Get your secure score from the portal
Defender for Cloud displays your score prominently in the Azure portal. When you select the secure score tile on the overview page, you're taken to the dedicated secure score page, where you see the score broken down by subscription. Select a single subscription to see the detailed list of prioritized recommendations and the potential effect that remediating them will have on the subscription's score.
Your secure score is shown in the following locations in Defender for Cloud's Azure portal pages:
In a tile on Defender for Cloud's Overview (main dashboard):
In the dedicated Secure posture page you can see the secure score for your subscription and your management groups:
Note
Any management groups for which you don't have sufficient permissions, will show their score as "Restricted."

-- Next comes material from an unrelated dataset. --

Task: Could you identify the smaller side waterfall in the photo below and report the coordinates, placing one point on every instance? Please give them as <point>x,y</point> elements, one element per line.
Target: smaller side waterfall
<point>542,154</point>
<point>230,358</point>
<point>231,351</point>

At the top of the Recommendations page:
Get your secure score from the REST API
You can access your score via the secure score API. The API methods provide the flexibility to query the data and build your own reporting mechanism of your secure scores over time. For example, you can use the Secure Scores API to get the score for a specific subscription. In addition, you can use the Secure Score Controls API to list the security controls and the current score of your subscriptions.

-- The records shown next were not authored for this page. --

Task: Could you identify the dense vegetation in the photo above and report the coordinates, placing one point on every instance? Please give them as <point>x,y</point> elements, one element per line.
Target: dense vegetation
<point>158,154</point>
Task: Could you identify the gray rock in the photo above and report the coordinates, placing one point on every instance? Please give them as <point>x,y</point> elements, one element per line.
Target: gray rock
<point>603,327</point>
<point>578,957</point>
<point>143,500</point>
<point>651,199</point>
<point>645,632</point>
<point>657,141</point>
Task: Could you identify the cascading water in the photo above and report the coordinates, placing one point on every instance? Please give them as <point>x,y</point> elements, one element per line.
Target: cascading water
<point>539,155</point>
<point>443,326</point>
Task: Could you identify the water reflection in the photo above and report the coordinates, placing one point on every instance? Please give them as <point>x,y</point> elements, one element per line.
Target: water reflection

For examples of tools built on top of the secure score API, see the secure score area of our GitHub community.
Get your secure score from Azure Resource Graph
Azure Resource Graph provides instant access to resource information across your cloud environments with robust filtering, grouping, and sorting capabilities. It's a quick and efficient way to query information across Azure subscriptions programmatically or from within the Azure portal. Learn more about Azure Resource Graph.
To access the secure score for multiple subscriptions with Azure Resource Graph:
From the Azure portal, open Azure Resource Graph Explorer.
Enter your Kusto query (using the following examples for guidance).
This query returns the subscription ID, the current score in points and as a percentage, and the maximum score for the subscription.
SecurityResources | where type == 'microsoft.security/securescores' | extend current = properties.score.current, max = todouble(properties.score.max) | project subscriptionId, current, max, percentage = ((current / max)*100)This query returns the status of all the security controls. For each control, you get the number of unhealthy resources, the current score, and the maximum score.
SecurityResources | where type == 'microsoft.security/securescores/securescorecontrols' | extend SecureControl = properties.displayName, unhealthy = properties.unhealthyResourceCount, currentscore = properties.score.current, maxscore = properties.score.max | project SecureControl , unhealthy, currentscore, maxscore
Select Run query.
Track your secure score over time
Secure Score Over Time report in workbooks page
Defender for Cloud's workbooks page includes a ready-made report for visually tracking the scores of your subscriptions, security controls, and more. Learn more in Create rich, interactive reports of Defender for Cloud data.
Power BI Pro dashboards
If you're a Power BI user with a Pro account, you can use the Secure Score Over Time Power BI dashboard to track your secure score over time and investigate any changes.
Tip
You can find this dashboard, and other tools for working programmatically with secure score, in the dedicated area of the Microsoft Defender for Cloud community on GitHub: https://github.com/Azure/Azure-Security-Center/tree/master/Secure%20Score
The dashboard contains the following two reports to help you analyze your security status:
Resources Summary - provides summarized data regarding your resources' health.
Secure Score Summary - provides summarized data regarding your score progress. Use the "Secure score over time per subscription" chart to view changes in the score. If you notice a dramatic change in your score, check the "detected changes that might affect your secure score" table for possible changes that could have caused the change. This table presents deleted resources, newly deployed resources, or resources that their security status changed for one of the recommendations.